The Raman spectrum should be intrinsic to the material and thus show the anisotropy of phosphorene. "But, it turns out that if you shine the light in different directions, you get different results, because the interaction between the light and the electrons in the material - the electron-photon interaction - is also anisotropic, but in a non-commensurate way," explains Meunier.
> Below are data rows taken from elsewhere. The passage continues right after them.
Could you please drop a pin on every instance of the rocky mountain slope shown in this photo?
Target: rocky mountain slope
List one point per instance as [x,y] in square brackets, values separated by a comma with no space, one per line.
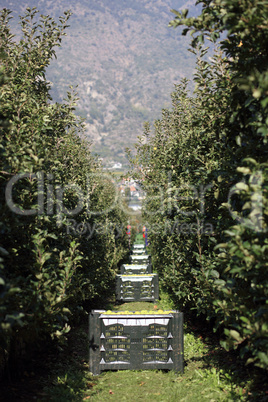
[124,59]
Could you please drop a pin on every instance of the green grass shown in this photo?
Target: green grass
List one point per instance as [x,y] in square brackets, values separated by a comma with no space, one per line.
[210,374]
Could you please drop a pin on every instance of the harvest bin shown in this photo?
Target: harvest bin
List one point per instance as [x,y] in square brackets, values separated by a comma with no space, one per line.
[137,287]
[137,269]
[135,341]
[138,246]
[138,251]
[140,259]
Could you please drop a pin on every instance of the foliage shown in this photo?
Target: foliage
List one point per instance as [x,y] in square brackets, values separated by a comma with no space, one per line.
[60,224]
[204,169]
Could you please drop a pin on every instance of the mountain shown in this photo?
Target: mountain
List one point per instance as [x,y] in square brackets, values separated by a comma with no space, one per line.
[124,59]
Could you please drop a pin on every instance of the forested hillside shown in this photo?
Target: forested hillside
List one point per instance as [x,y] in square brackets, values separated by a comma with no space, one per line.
[62,225]
[124,59]
[204,169]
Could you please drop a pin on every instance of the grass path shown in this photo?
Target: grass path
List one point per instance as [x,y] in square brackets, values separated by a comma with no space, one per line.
[210,374]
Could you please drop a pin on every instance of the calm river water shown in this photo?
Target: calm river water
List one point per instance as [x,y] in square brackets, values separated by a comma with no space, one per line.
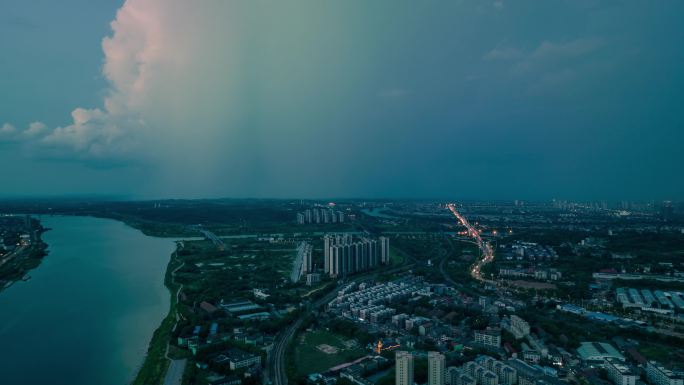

The team suspected that phosphorene was anisotropic with respect to electron-photon interactions, but hadn't quite anticipated the significance of the property. "Usually electron-photon anisotropy doesn’t make such a big difference, but here, because we have such a particular chemistry on the surface and such a strong anisotropy, it's one of those materials where it makes a huge difference," Meunier adds.
Fundamentally, the discovery reveals a limitation in what current interpretation of Raman spectra can achieve in studying these materials. "It turns out that it's not so easy to use Raman vibrations to find out the direction of the crystal," Meunier explains. "But, and this is the beautiful thing, what we found is that the electron-photon interaction (which can be measured by recording the amount of light absorbed) - the interaction between the electrons and the laser - is a good predictor of the direction. Now you can really predict how the material will behave as a function of excitement with an outside stimulus."
Meunier worked with Mildred Dresselhaus of the Massachusetts Institute of Technology, as well as colleagues at Tohoku University in Japan, Oak Ridge National Laboratory, Tennessee and the University of Pennsylvania.